Der größte Fehler ist, es allein probieren zu wollen, etwa aus Unsicherheit oder Enttäuschung.
Welche Anfängerfehler lassen sich leicht vermeiden, wenn man seinem Leben als Christ eine neue Richtung geben will?
Albert: Das hängt sicher von der Ausgangssituation ab, ob beispielsweise jemand den Glauben ganz neu entdeckt, von der Kirche enttäuscht oder einfach gleichgültig geworden ist. Der größte Fehler ist sicher immer, es allein probieren zu wollen, etwa aus Unsicherheit oder Enttäuschung. Ich würde grundsätzlich empfehlen, sich einen fachkundigen, erfahrenen Lehrer und Begleiter zu suchen. Das kann ein Pastor oder Priester sein, ein geistlicher Begleiter oder auch ein christlicher Freund mit Lebenserfahrung. Er kann dabei helfen, persönliche oder inhaltliche Irrtümer früh zu erkennen und zu korrigieren, einen ermutigen und motivieren.
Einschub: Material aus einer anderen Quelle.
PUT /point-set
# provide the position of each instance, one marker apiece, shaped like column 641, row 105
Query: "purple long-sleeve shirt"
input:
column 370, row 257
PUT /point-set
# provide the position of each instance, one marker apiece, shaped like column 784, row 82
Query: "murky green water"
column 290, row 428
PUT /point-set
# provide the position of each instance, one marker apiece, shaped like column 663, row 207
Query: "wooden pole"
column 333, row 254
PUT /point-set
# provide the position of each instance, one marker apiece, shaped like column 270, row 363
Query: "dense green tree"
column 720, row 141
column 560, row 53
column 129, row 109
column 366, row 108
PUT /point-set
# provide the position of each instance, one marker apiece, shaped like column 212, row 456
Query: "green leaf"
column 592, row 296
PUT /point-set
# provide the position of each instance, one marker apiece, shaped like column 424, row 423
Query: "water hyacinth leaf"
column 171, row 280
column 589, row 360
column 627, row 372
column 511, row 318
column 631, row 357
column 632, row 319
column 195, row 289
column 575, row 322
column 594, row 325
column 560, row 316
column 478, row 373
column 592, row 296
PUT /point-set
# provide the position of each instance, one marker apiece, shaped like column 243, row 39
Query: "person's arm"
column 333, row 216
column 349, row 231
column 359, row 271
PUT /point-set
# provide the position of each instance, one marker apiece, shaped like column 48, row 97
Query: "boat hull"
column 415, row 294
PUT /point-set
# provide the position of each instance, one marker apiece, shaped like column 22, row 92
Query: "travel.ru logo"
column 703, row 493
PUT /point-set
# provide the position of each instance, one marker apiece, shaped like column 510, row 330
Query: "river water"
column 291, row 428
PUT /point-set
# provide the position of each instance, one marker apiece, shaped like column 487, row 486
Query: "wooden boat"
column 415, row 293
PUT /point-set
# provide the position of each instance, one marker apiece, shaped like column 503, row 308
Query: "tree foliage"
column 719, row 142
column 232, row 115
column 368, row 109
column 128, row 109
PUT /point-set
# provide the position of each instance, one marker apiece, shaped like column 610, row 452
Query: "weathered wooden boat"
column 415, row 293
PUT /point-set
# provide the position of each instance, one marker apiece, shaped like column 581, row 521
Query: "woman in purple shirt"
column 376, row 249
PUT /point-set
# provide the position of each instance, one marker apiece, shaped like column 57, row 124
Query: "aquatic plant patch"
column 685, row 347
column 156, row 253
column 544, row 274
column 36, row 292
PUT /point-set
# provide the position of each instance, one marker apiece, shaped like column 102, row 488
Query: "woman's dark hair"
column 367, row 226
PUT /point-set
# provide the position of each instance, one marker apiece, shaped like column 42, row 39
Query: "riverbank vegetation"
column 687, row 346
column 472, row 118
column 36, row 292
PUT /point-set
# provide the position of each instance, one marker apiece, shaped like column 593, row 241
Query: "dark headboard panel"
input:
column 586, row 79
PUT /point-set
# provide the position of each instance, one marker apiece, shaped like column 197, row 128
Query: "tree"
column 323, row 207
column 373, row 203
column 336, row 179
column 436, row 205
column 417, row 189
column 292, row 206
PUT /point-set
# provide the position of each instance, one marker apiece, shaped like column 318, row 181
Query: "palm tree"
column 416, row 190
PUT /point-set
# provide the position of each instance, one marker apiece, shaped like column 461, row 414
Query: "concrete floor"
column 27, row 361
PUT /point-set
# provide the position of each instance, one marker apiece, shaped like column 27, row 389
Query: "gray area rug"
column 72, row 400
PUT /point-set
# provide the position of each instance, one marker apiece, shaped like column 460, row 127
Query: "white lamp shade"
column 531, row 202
Er muss selbstverständlich qualifiziert und charakterlich geeignet sein.
Sie geben zudem ganz praktische Tipps, wie man seinem Leben einen tieferen Sinn geben kann. Womit fängt man am besten an?
Albert: Im erwähnten Dreiklang – Gott lieben sowie andere wie sich selbst – erkennen, wo man bisher noch die größte Schwäche hat und sich dort mehr engagieren. Wer beispielsweise bisher nur eine gut gemeinte, aber sehr abstrakte Schöpfungsliebe ("unseren Planeten retten") pflegt, könnte sich am Wohnort um konkrete Menschen in ihrer Not kümmern. Wer sehr viel für andere tut, aber sich dabei vergisst, könnte Arbeit, Ehrenämter und Familie ein wenig reduzieren und sich wieder mehr Erholung, Spaß und Lebensfreude erlauben. Ich würde also empfehlen, Balance und Ausgleich zu suchen und Seiten an sich zu entdecken und zu fördern, die bisher ein wenig unterentwickelt waren. Ich war früher beispielsweise sehr unsicher und schüchtern. Mir hat es geholfen, in der Gemeinde unter anderem ehrenamtlich den Einlass im Gottesdienst zu übernehmen, später bei der Kinderbetreuung mitzuhelfen und Ferienlager für Teenager zu begleiten. Bei all dem wurde ich auf gute Weise herausgefordert und habe am Ende mehr bekommen, als ich gegeben habe.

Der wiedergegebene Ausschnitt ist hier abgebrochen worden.